Il se déduit suffisament de l’ensemble de ces éléments que M. F Y était le dirigeant de fait de la société Métalufer, de sorte que sa responsabilité pour insuffisance d’actif est suceptible d’être engagée au même titre que celle du dirigeant de droit, les agissements qu’il reproche à son épouse n’étant pas de nature à l’exonérer de sa propre responsabilité.

Le jugement sera confirmé de ce chef.

* sur l’insuffisance d’actif

La Selarl ML conseils, ès qualités, expose que le passif définitif s’élève à la somme de 4 184 774,80 euros, auquel il convient d’ajouter les sommes avancées par le CGEA à hauteur de 97 482,71 euros,

et l’actif réalisé à la somme de 455 938,08 euros, de sorte que l’insuffisance d’actif s’établit à 3 826 319,43 euros.

MM. I J et Y ne formulent aucune critique sur ce point.

Les relevés de créances salariales produits montrent que le CGEA a pris en charge des salaires dus du 1er décembre 2015 au jour du jugement d’ouverture de la liquidation judiciaire pour une somme de 80 396,78 euros et que par jugement d’un conseil de prud’hommes en date du 14 juin 2017 la créance de M. AI AJ AK au titre d’un licenciement antérieur à la procédure collective a été fixée au passif de la société à hauteur de 17 085,93 euros. Ces sommes doivent par conséquent être ajoutées au passif admis de sorte que l’insuffisance d’actif s’établit effectivement à 3 826 319,43 euros, somme supérieure à celle retenue par le tribunal.

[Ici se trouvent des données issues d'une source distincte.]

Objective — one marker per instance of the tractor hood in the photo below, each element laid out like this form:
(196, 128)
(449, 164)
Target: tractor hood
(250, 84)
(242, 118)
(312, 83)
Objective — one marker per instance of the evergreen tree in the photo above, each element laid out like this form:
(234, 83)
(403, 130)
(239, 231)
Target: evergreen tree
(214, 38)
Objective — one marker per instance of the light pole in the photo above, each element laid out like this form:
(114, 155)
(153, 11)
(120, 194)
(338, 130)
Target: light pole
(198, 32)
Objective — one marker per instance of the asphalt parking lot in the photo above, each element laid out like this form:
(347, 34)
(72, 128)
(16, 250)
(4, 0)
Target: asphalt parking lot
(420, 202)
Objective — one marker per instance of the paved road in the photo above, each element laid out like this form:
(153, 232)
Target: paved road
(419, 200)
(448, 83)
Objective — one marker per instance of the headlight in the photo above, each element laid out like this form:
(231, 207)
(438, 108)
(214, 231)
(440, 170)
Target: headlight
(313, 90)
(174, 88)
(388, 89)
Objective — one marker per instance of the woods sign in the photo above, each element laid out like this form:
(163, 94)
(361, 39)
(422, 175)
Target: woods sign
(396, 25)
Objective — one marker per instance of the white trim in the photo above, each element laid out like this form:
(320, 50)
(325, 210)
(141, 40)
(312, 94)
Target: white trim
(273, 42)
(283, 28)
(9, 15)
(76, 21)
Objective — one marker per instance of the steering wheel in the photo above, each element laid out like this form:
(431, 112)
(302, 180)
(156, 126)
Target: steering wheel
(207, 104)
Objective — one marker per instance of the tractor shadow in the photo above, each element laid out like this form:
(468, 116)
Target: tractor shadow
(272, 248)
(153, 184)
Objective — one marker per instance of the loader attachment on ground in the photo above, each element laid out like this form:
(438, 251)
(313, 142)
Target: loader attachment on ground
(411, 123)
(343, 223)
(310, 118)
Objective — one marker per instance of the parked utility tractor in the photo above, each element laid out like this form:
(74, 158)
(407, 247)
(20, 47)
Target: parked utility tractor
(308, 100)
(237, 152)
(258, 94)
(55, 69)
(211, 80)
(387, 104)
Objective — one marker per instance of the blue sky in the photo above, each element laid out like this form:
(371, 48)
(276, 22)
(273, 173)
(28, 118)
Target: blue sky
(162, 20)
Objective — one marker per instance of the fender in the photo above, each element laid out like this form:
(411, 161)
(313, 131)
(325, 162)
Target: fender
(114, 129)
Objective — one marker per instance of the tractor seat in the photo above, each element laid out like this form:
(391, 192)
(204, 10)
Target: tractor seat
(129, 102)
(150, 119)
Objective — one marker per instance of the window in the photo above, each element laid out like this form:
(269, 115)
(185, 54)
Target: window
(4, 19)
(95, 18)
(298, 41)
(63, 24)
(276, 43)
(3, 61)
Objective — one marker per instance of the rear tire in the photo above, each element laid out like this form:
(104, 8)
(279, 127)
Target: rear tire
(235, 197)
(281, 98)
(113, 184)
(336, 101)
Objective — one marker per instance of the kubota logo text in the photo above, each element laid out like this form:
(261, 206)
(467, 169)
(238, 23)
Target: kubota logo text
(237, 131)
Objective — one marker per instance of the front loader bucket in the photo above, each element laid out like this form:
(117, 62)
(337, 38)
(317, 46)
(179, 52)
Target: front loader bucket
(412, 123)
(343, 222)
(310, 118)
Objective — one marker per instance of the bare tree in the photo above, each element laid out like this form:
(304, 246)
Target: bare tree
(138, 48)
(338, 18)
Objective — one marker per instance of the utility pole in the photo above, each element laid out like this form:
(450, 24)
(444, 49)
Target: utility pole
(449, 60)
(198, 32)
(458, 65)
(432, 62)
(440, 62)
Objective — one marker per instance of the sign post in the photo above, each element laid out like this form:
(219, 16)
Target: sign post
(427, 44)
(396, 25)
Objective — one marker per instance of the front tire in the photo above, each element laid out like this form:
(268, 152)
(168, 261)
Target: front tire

* sur les fautes de gestion

— La déclaration de cessation des paiements tardive

Après avoir rappelé qu’en matière de responsabilité pour insuffisance d’actif il n’est pas nécessaire de démontrer l’intérêt personnel du dirigeant ou le caractére intentionnel de la faute, la Selarl ML conseils, ès qualités, fait observer que la date de cessation des paiements de la société Metalufer est en réalité bien plus ancienne que celle retenue par le tribunal, qui lie la juridiction statuant en matière de sanction. Elle considère que compte tenu de la date et du nombre des impayés et du refus des banques de maintenir les facilités de caisse, les dirigeants, qui n’ont pas fait le choix de renforcer l’actif de leur entreprise, ne pouvaient ignorer l’état de cessation des paiements de la société, de sorte que l’absence de déclaration de cessation des paiements dans le délai légal ne constitue pas une

négligence mais une faute de gestion qui a contribué à l’insuffisance d’actif à hauteur de 569 029,12 euros.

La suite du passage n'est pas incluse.